Oscar Roles: Bates, Kathy in Misery

Changes in the women's Oscar roles became more evident in the last decade. Kathy Bates won the 1990 Best Actress for playing an obsessed fan in Rob Reiner's horror film, Misery, a genre that has not done much for women.

In her acceptance speech, Bates thanked her co-star, James Caan (who played the fiction writer she torments), apologizing for the chilling scenes in which she uses a sledgehammer to break his ankles.

Ever since Misery, Bates has been subjected to a ton of jokes about sledgehammers. Bates had an edge over the other nominees, both because of her stage credentials and her Plain Jane publicity that indicated a serious dedication to her craft. Coming out of nowhere, to use Hollywood parlor, Bates embodied the tale of ther duckling turning into a swan. Asked whether her victory might encourage directors to cast lesserknown actors in major roles, Bates noted, “I'm not sure. I just happened to be in the right place at the right time.”
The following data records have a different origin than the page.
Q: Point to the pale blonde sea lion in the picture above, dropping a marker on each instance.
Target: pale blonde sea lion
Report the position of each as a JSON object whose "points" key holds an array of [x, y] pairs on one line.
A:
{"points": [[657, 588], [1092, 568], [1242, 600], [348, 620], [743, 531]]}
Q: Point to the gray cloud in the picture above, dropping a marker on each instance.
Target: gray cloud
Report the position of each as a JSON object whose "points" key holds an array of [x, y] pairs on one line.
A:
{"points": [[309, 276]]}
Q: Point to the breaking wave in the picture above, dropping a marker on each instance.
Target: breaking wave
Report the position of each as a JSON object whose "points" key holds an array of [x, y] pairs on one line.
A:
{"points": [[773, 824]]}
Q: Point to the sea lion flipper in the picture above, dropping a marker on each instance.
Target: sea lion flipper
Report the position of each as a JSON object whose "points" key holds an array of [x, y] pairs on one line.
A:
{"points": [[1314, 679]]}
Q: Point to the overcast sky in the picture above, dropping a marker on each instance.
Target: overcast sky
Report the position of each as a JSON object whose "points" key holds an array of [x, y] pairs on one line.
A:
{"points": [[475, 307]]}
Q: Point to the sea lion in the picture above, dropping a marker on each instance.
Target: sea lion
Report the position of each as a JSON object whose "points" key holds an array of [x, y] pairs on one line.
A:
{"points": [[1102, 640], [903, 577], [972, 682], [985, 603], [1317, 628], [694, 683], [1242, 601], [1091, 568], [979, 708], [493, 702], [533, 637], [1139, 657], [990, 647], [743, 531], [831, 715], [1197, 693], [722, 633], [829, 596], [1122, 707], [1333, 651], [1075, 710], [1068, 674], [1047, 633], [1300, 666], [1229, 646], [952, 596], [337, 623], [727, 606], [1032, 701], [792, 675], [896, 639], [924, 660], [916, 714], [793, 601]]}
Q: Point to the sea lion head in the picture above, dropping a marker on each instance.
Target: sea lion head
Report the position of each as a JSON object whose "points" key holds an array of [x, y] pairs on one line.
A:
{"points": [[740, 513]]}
Bates felt no animosity toward producers who passed her over for film roles she had earlier popularized onstage, such as Frankie and Johnny, in which the female lead was later (mis)cast with Michelle Pfeiffer. But she was proud to say, “This one is for the actors.” Referring to her father, who died in 1988, she said, “When I first decided to go to New York, he gave me the money and the encouragement. I just wish he could be here tonight.”

Bates later won Golden Globes and Screen Actors Guild awards for her work in film (Fried Green Tomatoes, 1991), and television (The Late Shift, 1996).

In 1998, Bates received a second, supporting nomination in Primary Colors, for playing a tough, openly lesbian character, based upon President Clinton's aide Betsy Drake, who was in charge of controlling what she once famously termed as “bimbo eruptions.”